Billy started cracking up; it was clear even to him that something more should be required before you’re fast-tracked to the special and talented classes. But maybe he's onto something, and I regret not trying to use that strategy during my thesis defense - when asked a question I had no hope of answering correctly, I should have simply walked to the board and written out "F-A-R-M", and they'd of backed right off.

I’d heard that self-esteem has become a big focus of early education, a development that I am not all that enamored with, but this is going a little overboard.

But I trust that Doctor Hawes, the principle of the school, who by the way is a Doctor, possesses all of the skills necessary to shepard my kid’s early education because, after all, she is a Doctor. Did I mention that she’s a Doctor? If I failed to, it’s not because she doesn’t insist upon that title from her kindergarten charges, because she does. It proves the long-held observation – the likelihood that you insist upon being addressed with the title for receiving a doctorate (as opposed to an MD) is inversely proportional to the prestige of the field and the institution. You’ll never see a professor of physics at MIT making kindergarteners call him doctor.

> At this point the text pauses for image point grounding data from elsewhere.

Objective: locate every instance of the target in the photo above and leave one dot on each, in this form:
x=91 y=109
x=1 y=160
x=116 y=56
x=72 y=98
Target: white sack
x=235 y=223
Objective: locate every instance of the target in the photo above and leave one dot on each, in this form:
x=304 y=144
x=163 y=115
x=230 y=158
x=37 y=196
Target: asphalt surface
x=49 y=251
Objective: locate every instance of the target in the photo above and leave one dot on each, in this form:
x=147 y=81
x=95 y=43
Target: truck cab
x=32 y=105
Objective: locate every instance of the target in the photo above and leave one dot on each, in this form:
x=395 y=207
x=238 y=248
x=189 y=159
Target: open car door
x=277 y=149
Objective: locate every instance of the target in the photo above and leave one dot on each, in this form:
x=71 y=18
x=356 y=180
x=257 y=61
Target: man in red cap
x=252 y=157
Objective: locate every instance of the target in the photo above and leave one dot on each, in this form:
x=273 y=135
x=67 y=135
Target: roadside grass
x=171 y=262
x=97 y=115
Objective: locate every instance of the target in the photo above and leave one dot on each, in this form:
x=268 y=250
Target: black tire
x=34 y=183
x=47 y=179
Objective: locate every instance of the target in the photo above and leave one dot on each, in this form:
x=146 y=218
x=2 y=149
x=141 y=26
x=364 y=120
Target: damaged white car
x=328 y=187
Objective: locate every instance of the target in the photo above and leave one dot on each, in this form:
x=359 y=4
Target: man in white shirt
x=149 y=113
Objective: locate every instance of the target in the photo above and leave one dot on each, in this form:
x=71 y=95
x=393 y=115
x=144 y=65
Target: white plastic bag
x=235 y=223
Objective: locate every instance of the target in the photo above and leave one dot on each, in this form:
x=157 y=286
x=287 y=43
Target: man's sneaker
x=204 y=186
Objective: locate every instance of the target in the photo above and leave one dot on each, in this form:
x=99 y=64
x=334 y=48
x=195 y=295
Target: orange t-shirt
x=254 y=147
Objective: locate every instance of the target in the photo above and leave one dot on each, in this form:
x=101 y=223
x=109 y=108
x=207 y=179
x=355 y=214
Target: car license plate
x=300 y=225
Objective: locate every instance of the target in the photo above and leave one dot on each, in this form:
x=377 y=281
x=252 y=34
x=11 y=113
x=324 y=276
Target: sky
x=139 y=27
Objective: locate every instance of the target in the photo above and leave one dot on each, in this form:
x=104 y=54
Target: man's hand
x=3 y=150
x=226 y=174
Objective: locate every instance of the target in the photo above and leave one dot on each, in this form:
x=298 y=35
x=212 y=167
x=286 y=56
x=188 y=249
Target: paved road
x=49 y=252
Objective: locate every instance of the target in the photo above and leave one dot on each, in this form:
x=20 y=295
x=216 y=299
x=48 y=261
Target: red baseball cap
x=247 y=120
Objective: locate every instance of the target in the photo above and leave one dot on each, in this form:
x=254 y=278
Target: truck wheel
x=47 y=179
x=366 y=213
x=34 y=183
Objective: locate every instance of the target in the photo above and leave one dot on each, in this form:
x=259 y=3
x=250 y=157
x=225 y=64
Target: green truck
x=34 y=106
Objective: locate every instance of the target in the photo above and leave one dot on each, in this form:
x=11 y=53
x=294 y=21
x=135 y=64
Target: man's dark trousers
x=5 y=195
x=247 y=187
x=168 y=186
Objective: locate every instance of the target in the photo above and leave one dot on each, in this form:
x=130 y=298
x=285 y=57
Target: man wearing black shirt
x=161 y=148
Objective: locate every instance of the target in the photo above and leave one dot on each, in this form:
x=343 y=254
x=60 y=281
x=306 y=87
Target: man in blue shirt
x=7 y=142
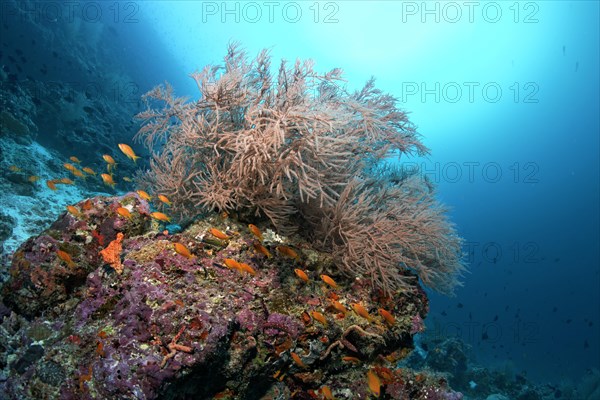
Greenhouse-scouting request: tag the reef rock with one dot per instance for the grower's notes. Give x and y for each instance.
(178, 324)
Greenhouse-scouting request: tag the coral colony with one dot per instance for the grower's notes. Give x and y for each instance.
(296, 270)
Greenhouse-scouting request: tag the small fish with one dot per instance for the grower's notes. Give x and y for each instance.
(74, 211)
(301, 274)
(374, 383)
(327, 279)
(144, 195)
(246, 268)
(259, 248)
(63, 255)
(389, 318)
(110, 162)
(108, 180)
(338, 306)
(297, 360)
(327, 393)
(51, 184)
(362, 311)
(182, 250)
(87, 205)
(218, 234)
(287, 251)
(231, 263)
(65, 181)
(160, 216)
(164, 199)
(123, 212)
(255, 231)
(128, 151)
(319, 317)
(109, 159)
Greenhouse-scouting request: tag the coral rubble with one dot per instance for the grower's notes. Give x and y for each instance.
(174, 326)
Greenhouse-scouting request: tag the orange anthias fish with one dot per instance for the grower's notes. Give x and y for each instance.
(160, 216)
(374, 383)
(287, 251)
(182, 250)
(246, 268)
(231, 263)
(144, 195)
(63, 255)
(319, 317)
(108, 180)
(110, 162)
(362, 311)
(255, 231)
(74, 211)
(218, 234)
(164, 199)
(328, 280)
(87, 205)
(338, 306)
(123, 212)
(297, 360)
(389, 318)
(128, 151)
(262, 250)
(301, 274)
(69, 167)
(326, 393)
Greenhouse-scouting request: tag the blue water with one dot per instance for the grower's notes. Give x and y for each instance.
(506, 96)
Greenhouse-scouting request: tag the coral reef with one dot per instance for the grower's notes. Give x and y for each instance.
(299, 150)
(177, 323)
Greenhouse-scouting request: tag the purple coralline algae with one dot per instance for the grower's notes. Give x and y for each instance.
(198, 326)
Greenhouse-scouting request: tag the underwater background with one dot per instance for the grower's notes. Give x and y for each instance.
(504, 94)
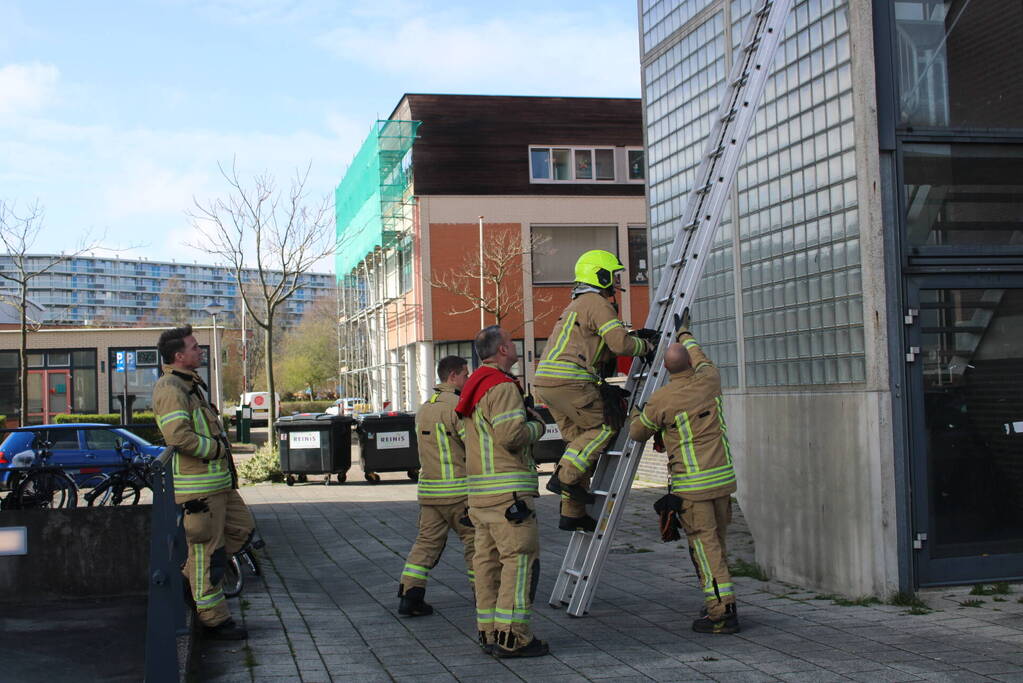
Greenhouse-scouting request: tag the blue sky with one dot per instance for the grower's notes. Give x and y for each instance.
(114, 115)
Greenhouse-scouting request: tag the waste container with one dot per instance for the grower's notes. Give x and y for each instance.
(550, 448)
(242, 423)
(314, 444)
(388, 444)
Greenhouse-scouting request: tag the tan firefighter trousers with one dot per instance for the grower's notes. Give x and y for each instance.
(507, 566)
(579, 412)
(706, 522)
(213, 536)
(435, 520)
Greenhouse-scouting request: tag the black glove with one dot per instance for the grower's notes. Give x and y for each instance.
(669, 509)
(682, 321)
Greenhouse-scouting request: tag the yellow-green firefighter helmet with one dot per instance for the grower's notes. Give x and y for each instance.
(597, 267)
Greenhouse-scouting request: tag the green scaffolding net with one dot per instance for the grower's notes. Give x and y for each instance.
(372, 202)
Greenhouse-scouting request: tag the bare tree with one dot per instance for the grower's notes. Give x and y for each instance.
(18, 231)
(503, 254)
(269, 238)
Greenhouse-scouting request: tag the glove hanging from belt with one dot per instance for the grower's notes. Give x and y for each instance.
(669, 510)
(615, 405)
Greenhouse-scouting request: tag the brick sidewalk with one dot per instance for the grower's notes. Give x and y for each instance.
(327, 609)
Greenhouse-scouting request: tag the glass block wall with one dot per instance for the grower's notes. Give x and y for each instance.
(796, 195)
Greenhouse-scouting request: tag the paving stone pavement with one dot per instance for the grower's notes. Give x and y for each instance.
(327, 609)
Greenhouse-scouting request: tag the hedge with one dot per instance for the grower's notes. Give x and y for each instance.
(150, 434)
(291, 407)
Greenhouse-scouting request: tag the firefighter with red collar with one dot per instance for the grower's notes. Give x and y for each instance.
(502, 486)
(217, 521)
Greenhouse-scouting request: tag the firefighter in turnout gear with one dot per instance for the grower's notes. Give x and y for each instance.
(570, 380)
(502, 486)
(687, 416)
(217, 522)
(443, 489)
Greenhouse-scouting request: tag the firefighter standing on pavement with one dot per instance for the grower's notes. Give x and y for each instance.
(442, 489)
(569, 378)
(687, 415)
(217, 522)
(502, 484)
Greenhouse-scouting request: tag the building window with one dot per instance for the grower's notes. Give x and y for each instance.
(585, 165)
(637, 165)
(553, 263)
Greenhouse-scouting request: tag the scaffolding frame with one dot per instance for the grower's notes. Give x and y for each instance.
(375, 218)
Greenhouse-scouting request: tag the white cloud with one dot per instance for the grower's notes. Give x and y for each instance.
(27, 88)
(554, 53)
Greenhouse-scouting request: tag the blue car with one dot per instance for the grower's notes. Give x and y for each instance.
(81, 451)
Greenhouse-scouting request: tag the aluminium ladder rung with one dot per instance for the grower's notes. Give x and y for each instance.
(613, 476)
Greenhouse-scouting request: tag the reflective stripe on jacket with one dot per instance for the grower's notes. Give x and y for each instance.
(442, 452)
(189, 423)
(688, 413)
(586, 335)
(498, 448)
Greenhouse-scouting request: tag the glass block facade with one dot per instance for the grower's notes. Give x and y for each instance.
(795, 195)
(121, 291)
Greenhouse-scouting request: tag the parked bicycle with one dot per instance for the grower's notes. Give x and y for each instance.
(125, 486)
(240, 562)
(37, 485)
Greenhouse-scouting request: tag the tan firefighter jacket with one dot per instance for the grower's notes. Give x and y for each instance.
(442, 453)
(688, 414)
(498, 448)
(202, 462)
(584, 337)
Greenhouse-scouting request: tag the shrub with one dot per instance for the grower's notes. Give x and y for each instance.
(263, 466)
(150, 431)
(288, 407)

She seems like a very capable principle, and should view the responsibilities she has in managing a substantial staff, not to mention relationships with parents and the local government, as a position worthy of more respect that can ever be conferred via any degree. I have to remind myself of that every time she introduces herself, after which I crack a string of jokes to the Wife of Hatcher. I’ve even told the kids to ask her if they can get their flu shots from her this year. God I love having kids in school.